Gershom Scholem – On the Kabbalah and its symbolism - Trees of Life and Knowledge

Identifier

014815

Type of Spiritual Experience

Background

A description of the experience

Gershom Scholem – On the Kabbalah and its symbolism

The Tree of Life was identified (even before the Zohar) with the written Torah, while the Tree of Knowledge of good and evil was identified with the oral Torah. In this connection the written Torah, it goes without saying, is considered as an absolute, while the oral Torah deals with the modalities of the Torah's application in the earthly world. This conception is not as paradoxical as it may seem at first sight.

For the Kabbalists, the written Torah was indeed an absolute, which as such cannot be fully and directly apprehended by the human mind. It is the tradition which first makes the Torah accessible to the human understanding, by showing the ways and means by which it can be applied to Jewish life. For an orthodox Jew-and we must not forget that in their own minds the Kabbalists were orthodox Jews-the written Torah alone, without the tradition, which is the oral Torah, would be open to all sorts of heretical misinterpretation. It is the oral Torah that determines a Jew's actual conduct. It is easy to see how the oral Torah came to be identified- as it was by all the early Kabbalists-with the new mystical conception of the Shekhtinah, which was regarded as the divine potency that governs the Congregation of Israel and is manifested in it.

The author of the Ra’ya Mehemna and the Tikkunim, however, gave this symbolism a new turn that was fraught with consequences. For him the Tree of Knowledge of good and evil came to symbolize that part of the Torah which distinguished good and evil, clean and unclean, etc. But at the same time this tree suggested to him the power that evil can gain over good in times of sin and especially in times of exile. Thus the Tree of Knowledge became the tree of restrictions, prohibitions, and delimitations, whereas the Tree of Life was the tree of freedom, symbolic of an age when the dualism of good and evil was not yet (or no longer) conceivable, and everything bore witness to the unity of divine life, as yet untouched by any restrictions, by the power of death, or any of the other negative aspects of life, which made their appearance only after the fall of man.
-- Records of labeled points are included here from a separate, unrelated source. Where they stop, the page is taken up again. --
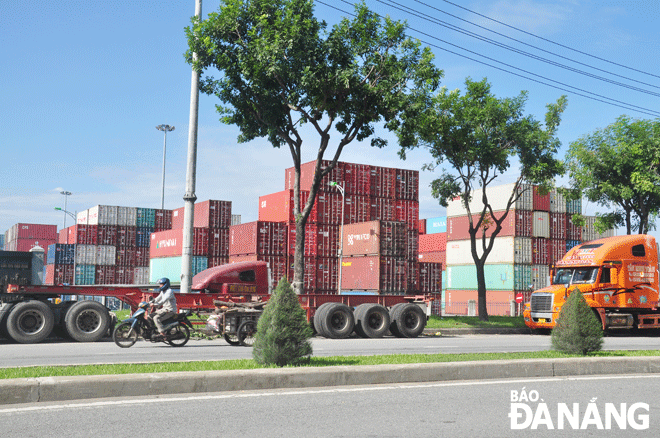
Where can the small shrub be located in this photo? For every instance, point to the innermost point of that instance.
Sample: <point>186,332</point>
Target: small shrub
<point>578,330</point>
<point>283,334</point>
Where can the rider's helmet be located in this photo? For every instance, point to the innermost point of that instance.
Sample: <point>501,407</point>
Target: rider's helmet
<point>164,284</point>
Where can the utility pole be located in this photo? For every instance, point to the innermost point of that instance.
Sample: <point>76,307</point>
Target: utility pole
<point>189,197</point>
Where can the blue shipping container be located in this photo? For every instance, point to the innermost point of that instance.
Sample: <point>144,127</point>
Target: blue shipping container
<point>436,225</point>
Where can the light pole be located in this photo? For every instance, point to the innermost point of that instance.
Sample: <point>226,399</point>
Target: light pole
<point>341,234</point>
<point>66,195</point>
<point>165,129</point>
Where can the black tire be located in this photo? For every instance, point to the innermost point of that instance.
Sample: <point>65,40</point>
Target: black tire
<point>87,321</point>
<point>30,322</point>
<point>179,335</point>
<point>232,339</point>
<point>337,321</point>
<point>393,327</point>
<point>318,318</point>
<point>246,333</point>
<point>371,320</point>
<point>409,320</point>
<point>4,313</point>
<point>124,335</point>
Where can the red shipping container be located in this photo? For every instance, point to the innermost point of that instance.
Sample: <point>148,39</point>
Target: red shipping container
<point>558,228</point>
<point>433,242</point>
<point>556,250</point>
<point>433,257</point>
<point>383,209</point>
<point>126,236</point>
<point>384,238</point>
<point>430,277</point>
<point>218,242</point>
<point>169,243</point>
<point>407,184</point>
<point>407,211</point>
<point>383,182</point>
<point>357,208</point>
<point>105,274</point>
<point>385,275</point>
<point>106,235</point>
<point>539,251</point>
<point>541,202</point>
<point>259,237</point>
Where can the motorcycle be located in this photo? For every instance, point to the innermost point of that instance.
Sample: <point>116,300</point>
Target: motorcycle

These restrictive, limitative aspects of the Torah are perfectly legitimate in the world of sin, in the unredeemed world, and in such a world the Torah could not have assumed any other form. Only after the fall and its far-reaching consequences did the Torah take on the material and limited aspect in which it appears to us today. It is quite in keeping with this view that the Tree of Life should have come to represent the utopian aspect of the Torah.  From this standpoint it was perfectly plausible to identify the Torah as Tree of Life with the mystical Torah and the Torah as Tree of Knowledge of good and evil with the historical Torah. Here, of course, we have a striking example of the typological exegesis to which the author of the Ra’ya Mehemna and the Tikkunim was so given.

But we must go one step further. The author connects this dualism of the trees with the two different sets of tablets that were given to Moses on Mount Sinai. According to an old Talmudic tradition, the venom of the serpent which had corrupted Eve and through her all mankind, lost its strength through the Revelation on Mount Sinai, but regained it when Israel began to worship the golden calf. The Kabbalistic author interprets this in his own way.

The first tablets, which had been given before Israel sinned with the golden calf but which apart from Moses no one had read, came from the Tree of Life. The second tablets, which were given after the first had been broken, came from the Tree of Knowledge.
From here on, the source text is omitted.